A five-story, brick office building was erected on the lot and remains there today. Just off the sidewalk is a Margaret Mitchell historical marker, erected by the state in 1961 and the only marker at any of the sites of Miss Mitchell's homes.
979 Crescent Ave., southeast corner of Crescent Avenue and 10th Street intersection.
The Crescent Apartments became the first home of Miss Mitchell and her second husband, John Marsh, in 1925. Built in 1913, the three-story, brick house had been divided into 10 apartments when the Marshes moved into a three-room, first-floor unit they called "The Dump." Miss Mitchell furnished the tiny apartment with family hand-me-downs, painted it herself and shocked her neighbors by placing two cards on the door: "Miss Margaret Munnerlyn Mitchell" and "Mr.
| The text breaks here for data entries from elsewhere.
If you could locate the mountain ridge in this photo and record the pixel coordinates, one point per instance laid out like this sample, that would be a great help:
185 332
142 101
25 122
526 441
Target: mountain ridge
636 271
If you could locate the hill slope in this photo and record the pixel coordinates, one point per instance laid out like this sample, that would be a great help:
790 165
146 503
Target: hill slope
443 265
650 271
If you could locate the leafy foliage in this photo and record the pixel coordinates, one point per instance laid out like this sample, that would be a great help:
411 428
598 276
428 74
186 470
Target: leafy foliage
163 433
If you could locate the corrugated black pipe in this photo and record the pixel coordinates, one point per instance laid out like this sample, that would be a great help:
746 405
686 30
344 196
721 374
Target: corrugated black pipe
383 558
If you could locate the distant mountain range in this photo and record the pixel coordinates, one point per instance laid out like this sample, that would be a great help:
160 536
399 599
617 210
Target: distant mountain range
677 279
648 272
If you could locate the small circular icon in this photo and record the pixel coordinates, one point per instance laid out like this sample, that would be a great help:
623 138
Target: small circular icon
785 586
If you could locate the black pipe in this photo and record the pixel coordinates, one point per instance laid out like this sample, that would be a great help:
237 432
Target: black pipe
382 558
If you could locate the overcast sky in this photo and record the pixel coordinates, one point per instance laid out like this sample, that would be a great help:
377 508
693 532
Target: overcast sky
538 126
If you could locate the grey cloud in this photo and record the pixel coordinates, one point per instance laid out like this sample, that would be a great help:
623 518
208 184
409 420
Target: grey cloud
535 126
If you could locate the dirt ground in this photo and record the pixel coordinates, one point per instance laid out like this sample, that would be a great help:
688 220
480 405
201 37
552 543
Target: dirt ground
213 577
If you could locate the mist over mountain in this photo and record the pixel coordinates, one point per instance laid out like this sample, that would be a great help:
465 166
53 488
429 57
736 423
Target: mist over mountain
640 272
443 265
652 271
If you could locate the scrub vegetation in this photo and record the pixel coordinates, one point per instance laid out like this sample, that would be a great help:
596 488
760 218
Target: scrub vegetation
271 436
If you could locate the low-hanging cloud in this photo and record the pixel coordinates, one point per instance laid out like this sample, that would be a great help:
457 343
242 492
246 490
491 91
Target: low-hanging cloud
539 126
John R. Marsh."
Credit: TANNEN MAURY
Credit: TANNEN MAURY
Miss Mitchell wrote the bulk of "Gone With the Wind" here, her small Remington typewriter set on a sewing table below two long windows in an alcove at the front of the house.
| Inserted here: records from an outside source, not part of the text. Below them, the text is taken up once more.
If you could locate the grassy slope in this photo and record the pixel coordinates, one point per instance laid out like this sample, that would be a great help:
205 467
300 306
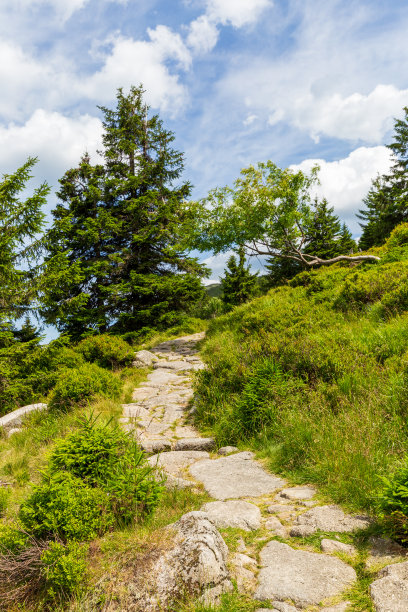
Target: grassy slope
314 375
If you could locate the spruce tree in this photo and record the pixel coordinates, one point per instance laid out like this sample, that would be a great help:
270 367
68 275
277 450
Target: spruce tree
113 249
238 284
386 204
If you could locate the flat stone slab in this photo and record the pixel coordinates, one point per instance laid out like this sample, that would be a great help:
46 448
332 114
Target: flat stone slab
333 546
195 444
390 592
14 419
174 462
304 577
234 513
331 518
297 493
235 476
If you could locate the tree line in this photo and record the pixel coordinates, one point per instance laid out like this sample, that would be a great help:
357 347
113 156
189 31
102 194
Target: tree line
117 255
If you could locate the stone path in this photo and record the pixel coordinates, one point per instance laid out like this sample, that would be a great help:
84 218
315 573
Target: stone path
287 575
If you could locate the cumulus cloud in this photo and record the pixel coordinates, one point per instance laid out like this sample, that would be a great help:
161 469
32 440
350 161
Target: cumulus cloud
203 35
236 12
58 142
134 61
346 182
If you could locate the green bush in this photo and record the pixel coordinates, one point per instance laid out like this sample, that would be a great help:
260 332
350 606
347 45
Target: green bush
63 568
393 502
107 457
12 539
65 506
106 351
79 385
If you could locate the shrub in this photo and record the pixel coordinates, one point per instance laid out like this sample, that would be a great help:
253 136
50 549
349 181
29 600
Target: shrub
81 384
107 457
107 351
65 506
63 567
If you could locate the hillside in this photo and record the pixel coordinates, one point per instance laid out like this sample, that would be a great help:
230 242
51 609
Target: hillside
314 375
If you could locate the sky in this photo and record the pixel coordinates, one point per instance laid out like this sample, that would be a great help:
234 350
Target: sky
238 81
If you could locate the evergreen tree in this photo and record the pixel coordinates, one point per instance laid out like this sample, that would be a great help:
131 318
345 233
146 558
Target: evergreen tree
238 283
387 201
113 250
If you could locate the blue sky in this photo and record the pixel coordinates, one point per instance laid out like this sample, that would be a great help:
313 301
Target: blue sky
238 81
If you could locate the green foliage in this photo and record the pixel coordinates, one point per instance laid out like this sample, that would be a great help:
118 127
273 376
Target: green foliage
64 568
393 502
113 252
12 539
65 506
238 284
314 373
106 351
79 385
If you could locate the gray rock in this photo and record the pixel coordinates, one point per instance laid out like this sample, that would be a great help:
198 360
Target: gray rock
195 563
332 546
234 476
143 359
14 419
202 444
274 524
298 493
390 591
301 531
173 365
303 577
174 462
227 450
234 513
332 518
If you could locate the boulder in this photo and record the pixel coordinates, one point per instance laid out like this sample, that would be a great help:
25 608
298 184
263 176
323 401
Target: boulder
304 577
331 518
390 591
143 359
234 476
234 513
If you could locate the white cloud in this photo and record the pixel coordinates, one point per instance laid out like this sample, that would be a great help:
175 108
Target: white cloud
346 182
236 12
58 141
133 61
203 35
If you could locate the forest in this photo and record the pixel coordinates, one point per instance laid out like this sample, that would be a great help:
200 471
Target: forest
306 363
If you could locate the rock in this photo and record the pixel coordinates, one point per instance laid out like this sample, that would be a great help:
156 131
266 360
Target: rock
301 531
384 550
390 591
303 577
234 476
331 546
14 419
244 569
156 446
144 359
174 365
234 513
298 493
200 444
332 518
274 524
173 462
227 450
195 563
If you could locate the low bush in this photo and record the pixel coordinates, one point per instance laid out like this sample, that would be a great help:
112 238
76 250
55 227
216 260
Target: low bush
63 505
106 351
77 386
63 568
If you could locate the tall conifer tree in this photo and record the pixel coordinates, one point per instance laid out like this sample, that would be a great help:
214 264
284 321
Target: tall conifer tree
113 249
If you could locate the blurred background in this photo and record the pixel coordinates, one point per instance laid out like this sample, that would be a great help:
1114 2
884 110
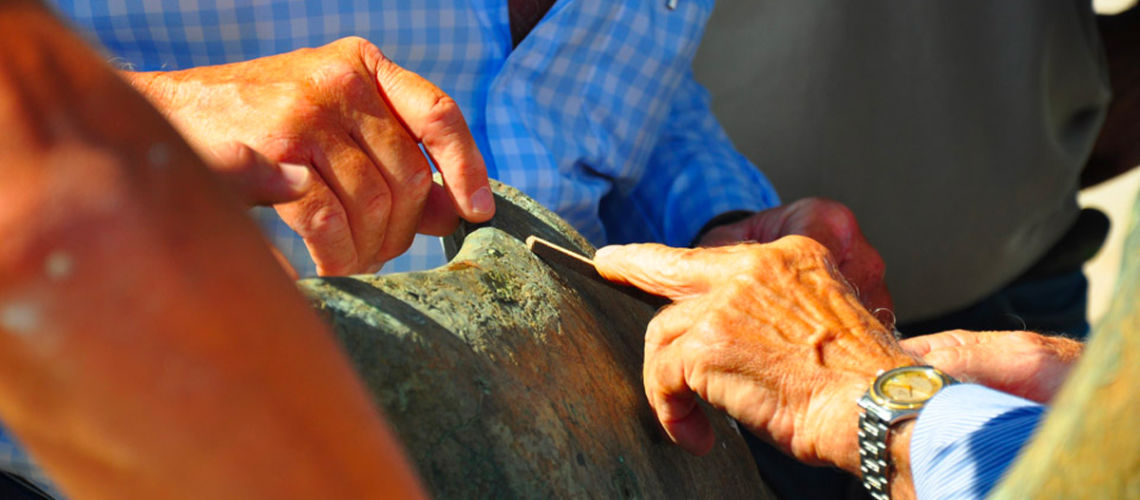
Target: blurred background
1114 198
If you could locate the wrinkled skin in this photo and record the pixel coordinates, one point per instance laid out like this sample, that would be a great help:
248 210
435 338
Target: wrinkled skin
833 226
149 345
357 120
1023 363
770 333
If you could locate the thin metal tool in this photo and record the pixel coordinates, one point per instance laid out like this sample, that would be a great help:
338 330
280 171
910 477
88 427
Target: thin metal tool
566 259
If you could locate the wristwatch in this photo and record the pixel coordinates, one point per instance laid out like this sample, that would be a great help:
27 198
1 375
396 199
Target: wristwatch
895 395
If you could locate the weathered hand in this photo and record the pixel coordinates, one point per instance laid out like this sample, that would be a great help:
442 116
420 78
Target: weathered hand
767 332
254 179
357 120
1023 363
830 223
145 332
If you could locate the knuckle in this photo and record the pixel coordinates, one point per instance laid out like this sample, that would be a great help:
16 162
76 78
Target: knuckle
805 246
287 148
420 183
236 155
379 203
444 119
324 220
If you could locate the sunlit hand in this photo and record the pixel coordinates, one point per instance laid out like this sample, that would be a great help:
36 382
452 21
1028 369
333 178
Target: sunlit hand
1023 363
146 335
357 120
830 223
767 332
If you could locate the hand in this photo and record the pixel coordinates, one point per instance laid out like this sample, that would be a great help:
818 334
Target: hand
357 120
1023 363
833 226
145 332
770 333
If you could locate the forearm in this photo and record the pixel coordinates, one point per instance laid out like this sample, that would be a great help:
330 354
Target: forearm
149 345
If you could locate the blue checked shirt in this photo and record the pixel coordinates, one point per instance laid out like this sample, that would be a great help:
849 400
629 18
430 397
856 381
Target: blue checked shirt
597 101
595 114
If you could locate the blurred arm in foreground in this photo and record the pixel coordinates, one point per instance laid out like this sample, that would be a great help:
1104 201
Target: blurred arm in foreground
146 333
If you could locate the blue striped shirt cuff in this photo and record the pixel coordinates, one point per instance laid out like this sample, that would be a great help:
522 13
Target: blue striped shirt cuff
966 439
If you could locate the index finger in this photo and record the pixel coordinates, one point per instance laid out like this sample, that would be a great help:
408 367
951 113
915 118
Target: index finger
434 120
672 272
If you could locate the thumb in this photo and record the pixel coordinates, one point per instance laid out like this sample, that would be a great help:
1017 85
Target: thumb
254 178
658 269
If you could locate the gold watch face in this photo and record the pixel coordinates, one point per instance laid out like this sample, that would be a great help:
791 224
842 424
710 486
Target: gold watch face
908 386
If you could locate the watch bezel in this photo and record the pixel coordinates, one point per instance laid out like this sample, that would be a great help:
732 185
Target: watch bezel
938 379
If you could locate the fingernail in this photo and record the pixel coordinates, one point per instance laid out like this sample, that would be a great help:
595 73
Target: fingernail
295 175
482 202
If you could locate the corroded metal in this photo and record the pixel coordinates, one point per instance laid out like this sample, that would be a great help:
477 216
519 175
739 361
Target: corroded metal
507 379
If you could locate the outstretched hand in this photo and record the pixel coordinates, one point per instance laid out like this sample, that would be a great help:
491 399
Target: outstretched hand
1023 363
833 226
145 332
357 121
770 333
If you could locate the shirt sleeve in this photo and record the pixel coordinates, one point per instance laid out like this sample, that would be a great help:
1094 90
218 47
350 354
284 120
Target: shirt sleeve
14 460
966 439
693 174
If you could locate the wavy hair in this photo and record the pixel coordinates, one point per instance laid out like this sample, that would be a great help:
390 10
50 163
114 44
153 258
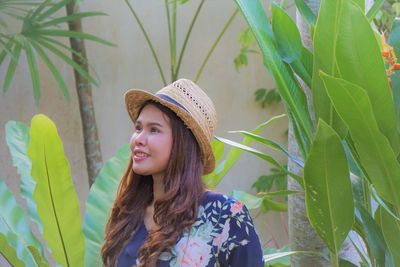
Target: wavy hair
173 213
Vacant for seven years, the house is now encircled by an ugly brown fence and a dead vine blankets its north wall. Debris surrounds a magnolia tree in the tiny back yard, a fire has destroyed parts of the top two floors and the Marshes' former bedroom is painted purple. All doors and windows are boarded up and signs warn trespassers of bad dogs.
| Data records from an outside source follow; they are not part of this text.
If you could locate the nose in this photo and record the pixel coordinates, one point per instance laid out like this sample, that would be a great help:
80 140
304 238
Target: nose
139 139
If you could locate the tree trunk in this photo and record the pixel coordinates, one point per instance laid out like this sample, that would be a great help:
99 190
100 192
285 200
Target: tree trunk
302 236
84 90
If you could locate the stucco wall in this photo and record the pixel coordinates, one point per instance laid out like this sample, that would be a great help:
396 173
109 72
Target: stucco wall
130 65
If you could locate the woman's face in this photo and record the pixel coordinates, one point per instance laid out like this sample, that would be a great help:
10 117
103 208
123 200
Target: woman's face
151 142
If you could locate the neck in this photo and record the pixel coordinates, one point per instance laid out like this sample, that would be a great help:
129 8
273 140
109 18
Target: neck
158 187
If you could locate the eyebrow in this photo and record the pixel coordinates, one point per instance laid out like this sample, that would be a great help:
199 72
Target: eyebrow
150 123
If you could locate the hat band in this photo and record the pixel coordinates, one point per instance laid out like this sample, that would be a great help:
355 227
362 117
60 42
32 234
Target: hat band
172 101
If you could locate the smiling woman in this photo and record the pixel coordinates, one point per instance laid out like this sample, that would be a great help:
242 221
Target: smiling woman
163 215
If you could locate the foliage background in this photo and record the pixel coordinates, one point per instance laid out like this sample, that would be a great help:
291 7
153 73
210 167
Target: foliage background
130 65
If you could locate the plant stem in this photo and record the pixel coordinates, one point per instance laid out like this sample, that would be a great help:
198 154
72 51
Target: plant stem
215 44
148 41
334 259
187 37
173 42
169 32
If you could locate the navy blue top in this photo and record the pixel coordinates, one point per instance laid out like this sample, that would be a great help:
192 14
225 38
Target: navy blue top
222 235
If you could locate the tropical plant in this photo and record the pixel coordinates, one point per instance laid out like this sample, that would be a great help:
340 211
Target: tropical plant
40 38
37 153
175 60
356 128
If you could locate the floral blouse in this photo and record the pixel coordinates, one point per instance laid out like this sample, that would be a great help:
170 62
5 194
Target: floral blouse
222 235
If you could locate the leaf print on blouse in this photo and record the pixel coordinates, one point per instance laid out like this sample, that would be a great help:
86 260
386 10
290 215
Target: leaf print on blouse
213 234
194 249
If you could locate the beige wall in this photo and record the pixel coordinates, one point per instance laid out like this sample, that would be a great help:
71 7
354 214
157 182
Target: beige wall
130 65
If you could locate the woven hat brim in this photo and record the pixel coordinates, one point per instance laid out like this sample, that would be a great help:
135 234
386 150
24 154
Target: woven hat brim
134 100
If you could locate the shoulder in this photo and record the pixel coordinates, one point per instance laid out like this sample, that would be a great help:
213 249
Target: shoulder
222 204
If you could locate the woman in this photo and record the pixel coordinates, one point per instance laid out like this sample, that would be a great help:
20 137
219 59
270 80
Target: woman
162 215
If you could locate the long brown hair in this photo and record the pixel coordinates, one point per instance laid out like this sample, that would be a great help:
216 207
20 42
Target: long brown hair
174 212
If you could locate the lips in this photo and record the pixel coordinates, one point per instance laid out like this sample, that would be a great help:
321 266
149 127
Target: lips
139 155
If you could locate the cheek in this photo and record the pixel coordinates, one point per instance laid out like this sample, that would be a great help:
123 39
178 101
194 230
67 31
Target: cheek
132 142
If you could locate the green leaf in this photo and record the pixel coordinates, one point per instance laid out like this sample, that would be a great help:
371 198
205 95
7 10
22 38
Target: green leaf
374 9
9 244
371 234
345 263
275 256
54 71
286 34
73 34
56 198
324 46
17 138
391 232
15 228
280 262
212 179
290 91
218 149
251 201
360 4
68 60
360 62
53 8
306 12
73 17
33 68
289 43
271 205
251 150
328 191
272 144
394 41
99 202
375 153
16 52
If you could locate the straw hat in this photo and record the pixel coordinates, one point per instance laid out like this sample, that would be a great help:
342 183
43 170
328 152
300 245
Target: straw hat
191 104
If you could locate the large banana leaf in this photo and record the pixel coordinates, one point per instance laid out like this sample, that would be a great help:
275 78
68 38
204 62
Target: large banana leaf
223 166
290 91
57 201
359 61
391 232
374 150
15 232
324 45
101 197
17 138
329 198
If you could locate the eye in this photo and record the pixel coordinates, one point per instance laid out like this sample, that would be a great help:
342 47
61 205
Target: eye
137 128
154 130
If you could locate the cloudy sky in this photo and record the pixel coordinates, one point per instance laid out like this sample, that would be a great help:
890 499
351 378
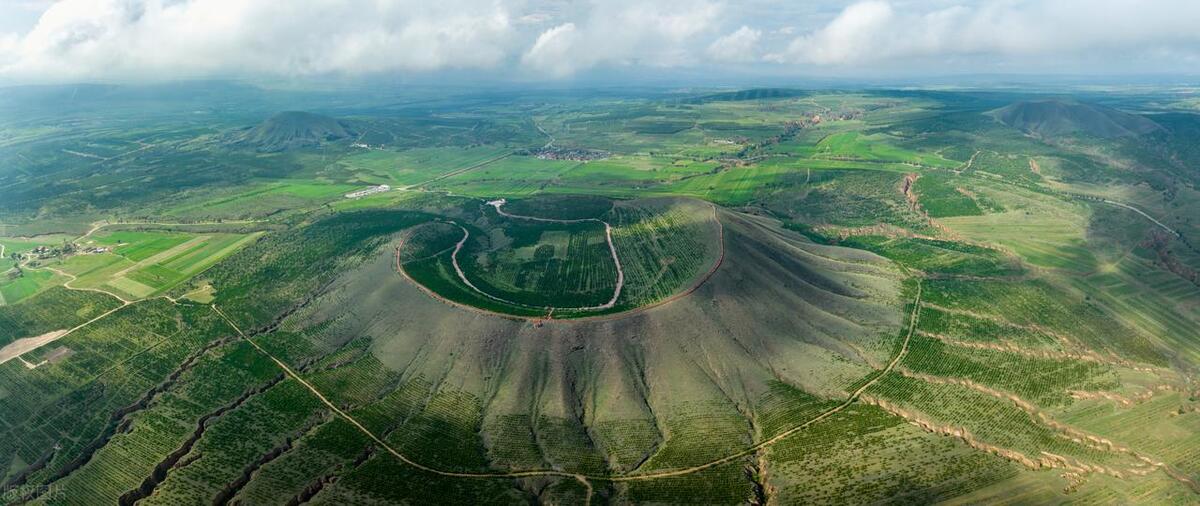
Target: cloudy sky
141 40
4 17th St., on north corner of intersection with West Peachtree.
The Russell was the Marshes' home from 1932 to 1939. A three-story, cream-brick building constructed in 1915, The Russell became the focus of Miss Mitchell's sudden following of fans after "Gone With the Wind" was published in 1936. She had finished writing it in the living room of the five-room, first-floor apartment, which was furnished with Grandmother Stephens' Victorian furniture.
The Russell is boarded up and has been vacant for two months. Its residents all moved before the Dec. 31 eviction deadline given them by their landlord, Post Properties Inc.
1268 Piedmont Ave., on the north corner of the intersection with South Prado.
The Marshes moved to the Della Manta Apartments in 1939, shortly before the movie debut of "Gone With the Wind, " and lived there until Miss Mitchell's death Aug. 16, 1949. Several days after she died, virtually all of the "Gone With the Wind" manuscript and many of Miss Mitchell's important papers were burned by her secretary and a janitor - at Marsh's request - in the brick-and-concrete-block boiler room of the Della Manta's basement
The 67-year old, red-brick building was converted into condominiums four years ago and now goes by the name "One South Prado." It is the only one of Miss Mitchell's seven residences that is occupied.
Dr. Gayatri Spivak, a native of India and now Longstreet professor of English at Emory University, moved into Miss Mitchell's former second- floor apartment in August. Although the unit is not as large as when Miss Mitchell lived there, the hardwood floors, high ceilings and crown molding remain. And, every so often, a stranger stops by, asking to see the apartment where Margaret Mitchell once lived.